书页哗啦啦作响,却不是查找,而像是在他巨大的困惑与紧迫感驱动下,自行检索、匹配着眼前这超越理解的景象。
“喀戎……喀戎……贤者……半人马……导师……牺牲……毒……”
他心中闪过一个个关键词,书页随之飞快掠过与之相关的、或清晰或模糊的定义与记载,大多都是这个世界流传的神话叙述,那些歌颂奉献与伟大的篇章。
不够!不是这些!
他的魂火在焦虑中微微沸腾,注入《概念锚典》。书页翻动的速度越来越快,快到出现残影。

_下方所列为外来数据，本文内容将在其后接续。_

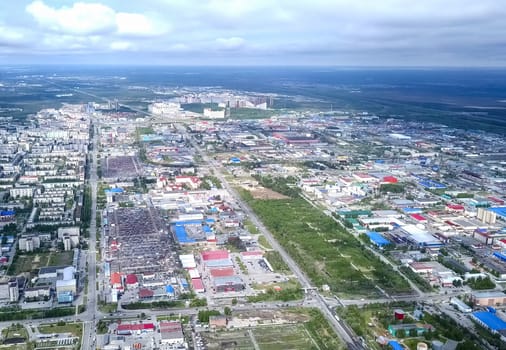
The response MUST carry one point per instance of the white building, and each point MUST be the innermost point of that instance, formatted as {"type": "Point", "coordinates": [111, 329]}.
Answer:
{"type": "Point", "coordinates": [29, 243]}
{"type": "Point", "coordinates": [19, 192]}
{"type": "Point", "coordinates": [209, 113]}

终于,在掠过无数光辉的词条后,书页猛地停在了极其靠后、仿佛被遗忘的角落。
那里的纸张颜色略暗,字迹也更为古朴,甚至有些模糊,像是未被主流叙事采纳的、古老偏门的考据或另类解读。
白炽的瞳孔骤然收缩,目光死死锁定了其中一段:
“……考其名源,母菲吕拉,其意近‘菩提树之慈悲’,亦有‘温顺之母’隐义。
喀戎承其半神半兽之躯,或亦承此‘温顺奉献’之神髓,此恐为其不朽光辉之下,悲剧伏流之源……”
温顺。
奉献。
不朽悲剧。
短短几行字,三个词组,像三道闪电劈开迷雾!
他猛地抬起头,看向那跪卧的、胸口结晶仍在缓慢“奉献”着星辉的喀戎,又看向那羊毛光盾,看向那些温顺飘散的星辉“羊群”……
所有线索瞬间连通!
那温顺跪卧的姿态……
那保护他人(也囚禁自己)的羊毛光盾……
那不断被抽取、又默默回归的星辉……
那“固化的奉献”结晶……
顾山岳感受到的“空旷的累”……
谢慕看到的“无尽循环”……
“原来……是这样。”白炽喃喃道,声音因震撼而发紧。
他明白了。
这毒的名字,根本不在任何神话记载里。
因为它不需要名字。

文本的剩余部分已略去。